Samedi 13 décembre 2008
à Plombières et Dijon
12h15. J'ai déjeuné il y a peu ; j'ai faim, mais ce n'est pas de nourriture que j'ai faim. De chair humaine mon ami. De chair humaine. Je descends de la voiture que je vient de garer en bas de l'immeuble. Je n'oublie pas de prendre le bouquet de fleur. Je sors de ma tête ma mère, son interminable interrogatoire auquel je me suis cordialement plié, et sa partie de Scrabble non terminée.
Je monte les escaliers. Excité. Je frappe à la porte. Cette porte par laquelle je suis déjà passé des dizaines si ce n'est des centaines de fois. Elle ne sais pas que je viens la voir. Je ne lui ai pas dit que je rentrais ce weekend.

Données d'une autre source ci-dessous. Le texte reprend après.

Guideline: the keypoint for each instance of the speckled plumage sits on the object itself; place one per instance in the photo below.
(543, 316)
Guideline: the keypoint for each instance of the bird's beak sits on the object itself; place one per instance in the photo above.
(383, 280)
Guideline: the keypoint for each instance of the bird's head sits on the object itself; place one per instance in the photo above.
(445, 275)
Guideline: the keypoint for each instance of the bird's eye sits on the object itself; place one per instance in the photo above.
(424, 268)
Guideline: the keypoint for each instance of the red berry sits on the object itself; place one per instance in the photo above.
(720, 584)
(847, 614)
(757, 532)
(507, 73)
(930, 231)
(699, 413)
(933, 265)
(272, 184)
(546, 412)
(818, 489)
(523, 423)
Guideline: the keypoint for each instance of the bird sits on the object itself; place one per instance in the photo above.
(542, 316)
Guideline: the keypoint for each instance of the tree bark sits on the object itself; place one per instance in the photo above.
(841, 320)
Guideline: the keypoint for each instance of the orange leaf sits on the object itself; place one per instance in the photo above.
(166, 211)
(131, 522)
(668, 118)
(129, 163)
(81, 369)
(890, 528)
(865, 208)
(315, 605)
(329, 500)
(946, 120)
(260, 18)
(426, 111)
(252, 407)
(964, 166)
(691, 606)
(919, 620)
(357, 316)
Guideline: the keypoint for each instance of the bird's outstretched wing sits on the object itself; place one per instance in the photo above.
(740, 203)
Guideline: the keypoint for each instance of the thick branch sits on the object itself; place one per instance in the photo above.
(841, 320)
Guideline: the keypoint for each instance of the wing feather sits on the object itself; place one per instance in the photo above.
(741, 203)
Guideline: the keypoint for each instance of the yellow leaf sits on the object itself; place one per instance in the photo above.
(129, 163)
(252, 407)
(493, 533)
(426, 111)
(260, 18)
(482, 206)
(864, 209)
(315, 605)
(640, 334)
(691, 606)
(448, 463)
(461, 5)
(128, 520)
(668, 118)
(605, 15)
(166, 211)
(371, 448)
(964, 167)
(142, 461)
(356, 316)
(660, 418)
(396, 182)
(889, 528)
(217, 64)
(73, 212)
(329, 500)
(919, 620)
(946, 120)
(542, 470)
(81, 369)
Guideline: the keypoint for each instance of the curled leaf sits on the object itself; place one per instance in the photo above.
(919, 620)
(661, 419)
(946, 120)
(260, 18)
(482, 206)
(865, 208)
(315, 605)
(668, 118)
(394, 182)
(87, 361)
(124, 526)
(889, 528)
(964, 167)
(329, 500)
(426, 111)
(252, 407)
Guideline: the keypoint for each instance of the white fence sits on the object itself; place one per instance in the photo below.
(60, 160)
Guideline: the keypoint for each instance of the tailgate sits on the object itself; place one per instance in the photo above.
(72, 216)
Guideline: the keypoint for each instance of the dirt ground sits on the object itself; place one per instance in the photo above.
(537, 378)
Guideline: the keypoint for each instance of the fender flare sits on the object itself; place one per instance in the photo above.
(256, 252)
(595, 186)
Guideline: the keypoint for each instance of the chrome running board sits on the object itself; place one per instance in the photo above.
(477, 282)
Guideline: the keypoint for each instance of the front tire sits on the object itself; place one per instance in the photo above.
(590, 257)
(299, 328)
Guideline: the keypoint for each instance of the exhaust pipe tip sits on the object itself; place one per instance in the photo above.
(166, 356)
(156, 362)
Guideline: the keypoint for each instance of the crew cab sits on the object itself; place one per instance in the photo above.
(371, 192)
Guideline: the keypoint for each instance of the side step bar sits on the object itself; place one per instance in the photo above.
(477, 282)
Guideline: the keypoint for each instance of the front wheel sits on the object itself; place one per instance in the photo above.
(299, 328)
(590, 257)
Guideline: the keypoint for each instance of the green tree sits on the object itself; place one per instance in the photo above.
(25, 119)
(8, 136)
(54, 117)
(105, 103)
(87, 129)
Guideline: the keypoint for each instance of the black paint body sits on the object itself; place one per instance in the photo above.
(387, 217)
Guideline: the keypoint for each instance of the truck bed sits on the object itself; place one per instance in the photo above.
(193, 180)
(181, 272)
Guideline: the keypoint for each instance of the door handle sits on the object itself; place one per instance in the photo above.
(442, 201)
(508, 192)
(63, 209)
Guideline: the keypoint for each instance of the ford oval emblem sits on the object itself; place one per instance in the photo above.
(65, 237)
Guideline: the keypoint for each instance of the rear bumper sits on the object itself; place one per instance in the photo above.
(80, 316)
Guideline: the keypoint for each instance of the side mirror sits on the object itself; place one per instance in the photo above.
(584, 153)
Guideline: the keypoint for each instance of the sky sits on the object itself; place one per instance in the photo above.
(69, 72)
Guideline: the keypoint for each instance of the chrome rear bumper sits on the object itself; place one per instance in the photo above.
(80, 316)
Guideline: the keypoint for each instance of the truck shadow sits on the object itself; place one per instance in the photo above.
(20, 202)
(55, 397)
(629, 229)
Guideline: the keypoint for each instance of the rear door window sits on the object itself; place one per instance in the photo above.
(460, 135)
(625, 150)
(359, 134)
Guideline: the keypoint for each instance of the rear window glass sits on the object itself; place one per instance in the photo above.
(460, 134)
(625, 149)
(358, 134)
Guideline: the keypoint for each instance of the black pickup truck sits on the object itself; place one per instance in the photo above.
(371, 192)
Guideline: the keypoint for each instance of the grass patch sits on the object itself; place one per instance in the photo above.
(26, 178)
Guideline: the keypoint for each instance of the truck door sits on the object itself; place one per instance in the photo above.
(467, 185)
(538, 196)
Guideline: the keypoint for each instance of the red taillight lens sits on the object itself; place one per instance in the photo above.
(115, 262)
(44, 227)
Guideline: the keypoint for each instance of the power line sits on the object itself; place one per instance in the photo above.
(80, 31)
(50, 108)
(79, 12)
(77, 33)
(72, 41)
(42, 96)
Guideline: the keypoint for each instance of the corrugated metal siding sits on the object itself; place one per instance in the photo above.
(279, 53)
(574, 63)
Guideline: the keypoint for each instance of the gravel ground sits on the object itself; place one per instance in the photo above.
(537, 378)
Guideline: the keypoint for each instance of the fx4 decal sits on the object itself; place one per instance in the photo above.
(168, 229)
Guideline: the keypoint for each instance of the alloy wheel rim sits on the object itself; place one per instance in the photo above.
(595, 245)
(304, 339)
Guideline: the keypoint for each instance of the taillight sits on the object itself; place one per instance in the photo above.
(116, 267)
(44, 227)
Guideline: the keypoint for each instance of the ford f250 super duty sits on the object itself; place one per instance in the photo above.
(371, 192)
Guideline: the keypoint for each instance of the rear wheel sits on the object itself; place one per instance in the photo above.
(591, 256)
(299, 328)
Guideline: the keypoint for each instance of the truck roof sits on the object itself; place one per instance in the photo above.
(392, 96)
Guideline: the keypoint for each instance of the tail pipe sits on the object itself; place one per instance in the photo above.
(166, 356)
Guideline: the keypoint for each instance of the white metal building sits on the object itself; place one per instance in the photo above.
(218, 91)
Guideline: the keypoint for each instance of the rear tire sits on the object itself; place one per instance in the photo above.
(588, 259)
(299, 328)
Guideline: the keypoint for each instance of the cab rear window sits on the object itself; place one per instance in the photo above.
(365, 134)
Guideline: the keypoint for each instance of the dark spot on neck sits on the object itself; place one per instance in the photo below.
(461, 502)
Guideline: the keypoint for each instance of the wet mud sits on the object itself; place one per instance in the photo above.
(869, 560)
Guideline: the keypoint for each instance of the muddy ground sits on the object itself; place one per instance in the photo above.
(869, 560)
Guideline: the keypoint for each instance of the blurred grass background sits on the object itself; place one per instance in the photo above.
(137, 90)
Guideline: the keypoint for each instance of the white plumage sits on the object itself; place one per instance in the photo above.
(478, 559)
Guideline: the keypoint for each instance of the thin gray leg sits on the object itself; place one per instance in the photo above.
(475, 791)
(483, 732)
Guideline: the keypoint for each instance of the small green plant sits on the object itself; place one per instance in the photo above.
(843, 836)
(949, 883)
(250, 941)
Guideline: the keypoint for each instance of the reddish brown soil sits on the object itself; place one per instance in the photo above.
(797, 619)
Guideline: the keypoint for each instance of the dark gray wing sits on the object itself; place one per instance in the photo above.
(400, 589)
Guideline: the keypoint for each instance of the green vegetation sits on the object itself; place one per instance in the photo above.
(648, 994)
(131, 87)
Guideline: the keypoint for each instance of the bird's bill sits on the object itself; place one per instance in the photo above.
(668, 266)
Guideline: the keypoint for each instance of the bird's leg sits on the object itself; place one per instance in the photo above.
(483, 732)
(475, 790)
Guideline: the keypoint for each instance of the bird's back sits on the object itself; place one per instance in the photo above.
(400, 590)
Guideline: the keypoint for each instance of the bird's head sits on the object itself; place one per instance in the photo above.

La porte s'ouvre sur une Melissa toute en beauté. Ma Melissa. Elle est surprise, comme je m'y attendais. Je m'approche pour l'embrasser. J'ai l'impression d'embrasser un mort. Un mort stoïque en plus. Je n'ai pas bougé, je suis toujours dans le couloir, elle dans l'embrasure de porte. Elle ne semble pas disposée à me faire entrer. J'ai compris. Ce n'est pas vraiment la peine qu'on en parle. C'est en grande partie de ma faute ; c'est moi qui suis parti et qui ne donne pas de nouvelles.
« Je suis désolée. »
Moi aussi ; mais je ne lui dis pas. Je lui en veux d'avoir laissé s'éteindre la flamme de notre amour feu follet, tandis que dans mes rêves les plus fous je continuais inlassablement d'en entretenir les braises.
Y a t-il un autre homme dans sa vie ? Et s'il était derrière cette porte qu'elle ne veut pas me laisser franchir ?
Après quelques minutes de silence, et une tacite explication de la situation, elle referme la porte, l'effaçant de ma vue, mais pas de mon esprit. Je dépose sur le paillasson, mon bouquet de rose rouge passion, en guise de deuil. Celui de notre amour rougeoyant.
Je remonte dans la voiture. J'ai envie de parler à quelqu'un. De rompre ce silence. Mais à qui ? Lilian. Je le trouverais peut-être au Dionysos. Je mets le contact, et démarre. Toujours ce silence.
Assis seul devant un verre de Martini blanc je n'arrive toujours pas à croire à ce qui m'arrive. J'aurais pu faire le mot potager avec mes lettres de Scrabble. Je reste sur ma faim de chair humaine. Et Lilian n'est pas au Dionysos, mais il y a tout un tas de décorations de Noël. Triste vie.